If you are looking for a broker in Thailand, you can:

  • Get to your bank and enquire about the investment services they offer
  • Go straight to a broker.

The services available may vary greatly depending on the financial intermediary. For some, you can only trade shares or mutual funds. For others, you can only trade debentures. Ideally, you should get to a well-established broker.

 

Mutual funds

Investment can be done through mutual funds. In Thailand, tax relief is available on your long-term investments in mutual funds up to the lower of:

  • THB500,000, and
  • 15% of your income.

To qualify for tax relief, you must be treated as resident in Thailand for tax purposes and hold your investments for at least five calendar years. Not all mutual funds are eligible for tax relief. Consequently, you might wish to check if the tax relief is mentioned in the fund information sheet.

Financially speaking, the problem with mutual funds is that they are subject to higher fees than direct investments on the stock market.

 

Thai securities (costs)

Do consider carefully the applicable transaction costs if you wish to trade Thai securities. Trading online may be cost-effective.

Here are the main costs you should be aware of:

  • Broker’s commission fees (not less than 0.15%)
  • Minimum commission fees
  • Stamp duty (0.1%, subject to certain exemptions)
  • Any other applicable fees that may be charged by your broker or your bank.

 

Thai securities (overview)

The main stock index in Thailand is the SET Index. It has roughly trebled since the October 2008 trough, and it is now back at its peak of before the 1997 Asian crisis. Fundamentally, much of the recent price rises can be justified by inflation, economic growth, and reduced interest rates.

Dividend yields are currently between 3 and 5% for high-dividend shares, with a potential for capital gains (or losses).
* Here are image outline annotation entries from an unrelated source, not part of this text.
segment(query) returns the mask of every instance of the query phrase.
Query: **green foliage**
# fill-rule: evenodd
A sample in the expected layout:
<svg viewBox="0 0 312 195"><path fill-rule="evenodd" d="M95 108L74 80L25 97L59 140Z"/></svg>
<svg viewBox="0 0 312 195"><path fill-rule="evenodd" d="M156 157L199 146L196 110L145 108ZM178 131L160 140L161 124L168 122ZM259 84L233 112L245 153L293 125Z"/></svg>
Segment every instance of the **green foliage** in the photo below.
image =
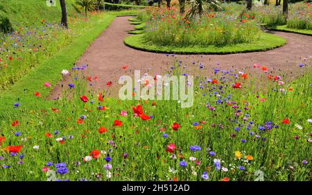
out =
<svg viewBox="0 0 312 195"><path fill-rule="evenodd" d="M146 8L144 6L133 6L133 5L124 5L124 4L115 4L110 3L104 3L104 8L105 10L110 11L119 11L124 10L135 10L135 9L144 9Z"/></svg>
<svg viewBox="0 0 312 195"><path fill-rule="evenodd" d="M0 17L0 32L3 33L9 33L13 31L13 27L8 17Z"/></svg>
<svg viewBox="0 0 312 195"><path fill-rule="evenodd" d="M222 9L220 6L220 1L218 0L190 0L186 1L185 4L190 7L185 15L189 19L193 19L197 15L202 17L211 9L214 10Z"/></svg>
<svg viewBox="0 0 312 195"><path fill-rule="evenodd" d="M141 34L135 32L133 34ZM225 46L200 45L168 45L159 46L151 42L147 42L144 34L127 37L124 42L126 45L142 51L163 53L176 54L226 54L245 53L272 49L281 46L286 43L284 38L268 33L261 34L259 39L252 43L242 43Z"/></svg>
<svg viewBox="0 0 312 195"><path fill-rule="evenodd" d="M95 0L76 0L73 6L77 11L84 12L85 15L87 15L89 11L96 10L97 7L96 3L96 1Z"/></svg>

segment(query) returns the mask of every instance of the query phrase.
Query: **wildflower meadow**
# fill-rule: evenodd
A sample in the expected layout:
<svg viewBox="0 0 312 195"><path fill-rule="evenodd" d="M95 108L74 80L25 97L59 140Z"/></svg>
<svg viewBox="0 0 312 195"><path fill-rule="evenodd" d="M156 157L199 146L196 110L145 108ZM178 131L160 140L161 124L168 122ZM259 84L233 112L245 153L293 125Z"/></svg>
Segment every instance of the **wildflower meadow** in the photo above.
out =
<svg viewBox="0 0 312 195"><path fill-rule="evenodd" d="M312 180L311 3L21 1L0 1L0 180Z"/></svg>

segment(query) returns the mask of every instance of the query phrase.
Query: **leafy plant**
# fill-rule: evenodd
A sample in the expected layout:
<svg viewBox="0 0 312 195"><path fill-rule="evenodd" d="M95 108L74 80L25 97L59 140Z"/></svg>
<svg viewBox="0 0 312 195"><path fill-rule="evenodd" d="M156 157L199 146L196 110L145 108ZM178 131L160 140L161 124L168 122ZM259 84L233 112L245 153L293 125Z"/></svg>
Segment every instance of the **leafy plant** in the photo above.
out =
<svg viewBox="0 0 312 195"><path fill-rule="evenodd" d="M208 12L207 9L222 10L218 0L190 0L185 4L191 7L185 15L188 19L194 18L196 15L202 17Z"/></svg>
<svg viewBox="0 0 312 195"><path fill-rule="evenodd" d="M96 2L95 0L76 0L73 4L77 12L85 12L87 15L88 11L94 10L96 9Z"/></svg>

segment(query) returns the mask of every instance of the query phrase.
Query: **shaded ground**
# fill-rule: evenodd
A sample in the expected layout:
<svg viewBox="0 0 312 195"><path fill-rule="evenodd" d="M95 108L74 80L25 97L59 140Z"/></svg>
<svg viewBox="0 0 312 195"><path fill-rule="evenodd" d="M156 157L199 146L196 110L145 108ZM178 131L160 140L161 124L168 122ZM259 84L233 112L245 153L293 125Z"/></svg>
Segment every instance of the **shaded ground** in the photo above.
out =
<svg viewBox="0 0 312 195"><path fill-rule="evenodd" d="M111 24L100 37L87 49L76 66L87 65L85 75L92 78L98 77L93 83L96 88L108 89L116 95L118 92L118 79L125 73L140 69L141 74L148 72L155 76L173 65L175 59L182 60L183 65L191 65L189 74L198 74L210 76L213 68L220 69L241 69L249 74L259 71L252 68L254 63L268 67L268 71L275 70L279 75L285 76L286 80L293 80L303 74L299 64L302 58L312 56L312 37L300 34L274 31L273 33L284 37L287 44L280 48L263 52L253 52L227 55L178 55L166 56L164 54L154 53L135 50L125 46L123 40L130 35L127 32L133 30L134 26L128 19L130 17L119 17ZM205 69L198 71L198 62L203 62ZM127 66L126 69L123 67ZM68 88L69 83L76 74L65 77L51 92L49 99L60 97L62 87ZM109 87L107 82L112 82Z"/></svg>

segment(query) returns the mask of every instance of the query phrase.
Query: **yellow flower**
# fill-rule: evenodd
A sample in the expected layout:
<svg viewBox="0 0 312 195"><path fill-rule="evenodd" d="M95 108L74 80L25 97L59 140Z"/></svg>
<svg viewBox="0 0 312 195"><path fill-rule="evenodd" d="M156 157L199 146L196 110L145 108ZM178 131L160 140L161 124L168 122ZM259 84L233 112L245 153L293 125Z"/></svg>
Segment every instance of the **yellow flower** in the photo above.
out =
<svg viewBox="0 0 312 195"><path fill-rule="evenodd" d="M238 159L241 159L243 154L240 151L235 151L235 157Z"/></svg>
<svg viewBox="0 0 312 195"><path fill-rule="evenodd" d="M252 157L252 155L246 155L246 158L247 158L247 160L254 160L254 158Z"/></svg>

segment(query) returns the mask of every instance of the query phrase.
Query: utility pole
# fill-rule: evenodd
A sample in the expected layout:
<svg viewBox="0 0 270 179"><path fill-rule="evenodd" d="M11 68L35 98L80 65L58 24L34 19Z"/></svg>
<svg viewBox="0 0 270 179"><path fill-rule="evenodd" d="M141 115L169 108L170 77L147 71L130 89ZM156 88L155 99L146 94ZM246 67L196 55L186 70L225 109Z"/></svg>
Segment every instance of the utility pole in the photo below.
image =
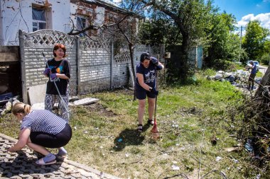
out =
<svg viewBox="0 0 270 179"><path fill-rule="evenodd" d="M241 45L242 45L242 30L243 30L243 27L241 25L241 30L240 30L240 48L239 52L239 62L240 62L240 57L241 57Z"/></svg>

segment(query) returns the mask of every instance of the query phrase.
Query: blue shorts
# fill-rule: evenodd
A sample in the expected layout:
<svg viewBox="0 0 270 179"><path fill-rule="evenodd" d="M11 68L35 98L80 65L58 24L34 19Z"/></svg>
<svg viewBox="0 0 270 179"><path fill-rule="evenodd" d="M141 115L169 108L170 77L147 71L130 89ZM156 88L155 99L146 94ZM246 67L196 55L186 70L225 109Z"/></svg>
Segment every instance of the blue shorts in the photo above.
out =
<svg viewBox="0 0 270 179"><path fill-rule="evenodd" d="M139 100L146 99L146 96L148 98L156 98L156 96L153 92L146 91L141 86L136 87L135 95L136 95L136 98Z"/></svg>

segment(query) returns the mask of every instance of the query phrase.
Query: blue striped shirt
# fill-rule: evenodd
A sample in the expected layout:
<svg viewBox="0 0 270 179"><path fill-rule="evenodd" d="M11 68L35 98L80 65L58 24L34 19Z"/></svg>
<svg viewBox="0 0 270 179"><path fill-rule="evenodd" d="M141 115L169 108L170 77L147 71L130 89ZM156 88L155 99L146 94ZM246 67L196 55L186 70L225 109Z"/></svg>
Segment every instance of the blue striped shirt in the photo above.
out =
<svg viewBox="0 0 270 179"><path fill-rule="evenodd" d="M67 122L46 110L34 110L26 115L21 124L21 129L29 128L31 132L57 134L64 129Z"/></svg>

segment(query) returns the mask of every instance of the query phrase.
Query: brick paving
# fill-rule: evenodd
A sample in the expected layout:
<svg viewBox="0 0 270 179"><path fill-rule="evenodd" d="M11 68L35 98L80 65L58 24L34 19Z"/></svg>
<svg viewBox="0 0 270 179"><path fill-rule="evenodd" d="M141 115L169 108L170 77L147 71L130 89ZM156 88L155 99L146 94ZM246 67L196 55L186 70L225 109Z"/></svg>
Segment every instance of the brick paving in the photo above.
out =
<svg viewBox="0 0 270 179"><path fill-rule="evenodd" d="M68 159L58 158L55 164L37 166L35 161L40 156L29 148L17 153L6 151L6 149L16 142L0 134L0 178L119 178Z"/></svg>

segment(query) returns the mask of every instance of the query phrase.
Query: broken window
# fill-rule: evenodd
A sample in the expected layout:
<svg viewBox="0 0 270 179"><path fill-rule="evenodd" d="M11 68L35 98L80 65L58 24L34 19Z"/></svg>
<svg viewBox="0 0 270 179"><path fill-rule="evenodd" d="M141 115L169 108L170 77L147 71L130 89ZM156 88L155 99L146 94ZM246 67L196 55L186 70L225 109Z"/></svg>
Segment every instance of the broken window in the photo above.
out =
<svg viewBox="0 0 270 179"><path fill-rule="evenodd" d="M85 28L86 27L86 18L82 17L77 17L77 30L82 30L82 29ZM80 37L85 36L85 34L80 33Z"/></svg>
<svg viewBox="0 0 270 179"><path fill-rule="evenodd" d="M33 32L46 28L45 11L38 8L32 8Z"/></svg>

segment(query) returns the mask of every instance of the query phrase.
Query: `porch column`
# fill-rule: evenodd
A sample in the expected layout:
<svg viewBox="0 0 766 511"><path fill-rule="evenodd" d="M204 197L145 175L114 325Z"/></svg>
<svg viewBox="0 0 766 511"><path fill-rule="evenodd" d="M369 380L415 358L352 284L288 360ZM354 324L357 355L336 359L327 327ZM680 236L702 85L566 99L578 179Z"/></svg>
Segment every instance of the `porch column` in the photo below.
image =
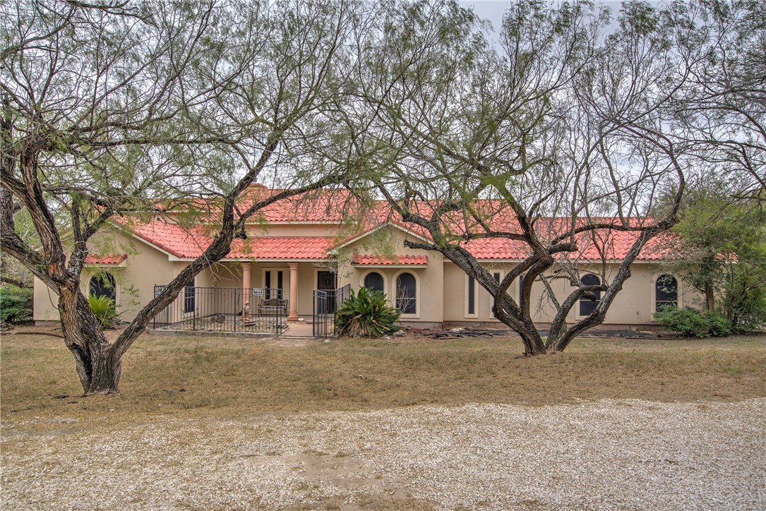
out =
<svg viewBox="0 0 766 511"><path fill-rule="evenodd" d="M289 263L290 266L290 315L287 321L298 320L298 263Z"/></svg>
<svg viewBox="0 0 766 511"><path fill-rule="evenodd" d="M250 300L250 288L252 287L250 281L250 263L242 262L242 310L244 311L245 303L248 303ZM250 306L252 307L252 303ZM239 311L237 311L239 312ZM243 317L243 319L247 318Z"/></svg>

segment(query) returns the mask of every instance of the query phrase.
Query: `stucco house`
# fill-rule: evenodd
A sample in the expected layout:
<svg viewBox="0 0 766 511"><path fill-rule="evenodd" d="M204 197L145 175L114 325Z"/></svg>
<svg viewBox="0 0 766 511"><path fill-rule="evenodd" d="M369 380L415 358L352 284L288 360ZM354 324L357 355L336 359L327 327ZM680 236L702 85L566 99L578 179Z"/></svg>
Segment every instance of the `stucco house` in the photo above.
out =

As far as fixed-income securities are concerned, a 10-year Government bond would get you a low-risk return of 3.5%.

You are responsible for deciding how much risk you want to take on. There is no set answer to this question, as this largely depends on your personal circumstances. A qualified wealth manager may assist you regarding this matter.

Be wary of volatility when you invest in securities. Volatility is also highly dependent on fundamentals, especially the underlying risk. However, higher risk normally means higher reward, and some securities may be low-risk. Additionally, stock market variations are very dependent on interest rate variations or expectations. The central bank interest rate in Thailand is currently at 2%, which is low but still well above zero.

On the stock market, your emotions are your enemy. You must control them rather than let them control you. Do not, under any circumstances, let (natural) psychological factors make you take irrational decisions.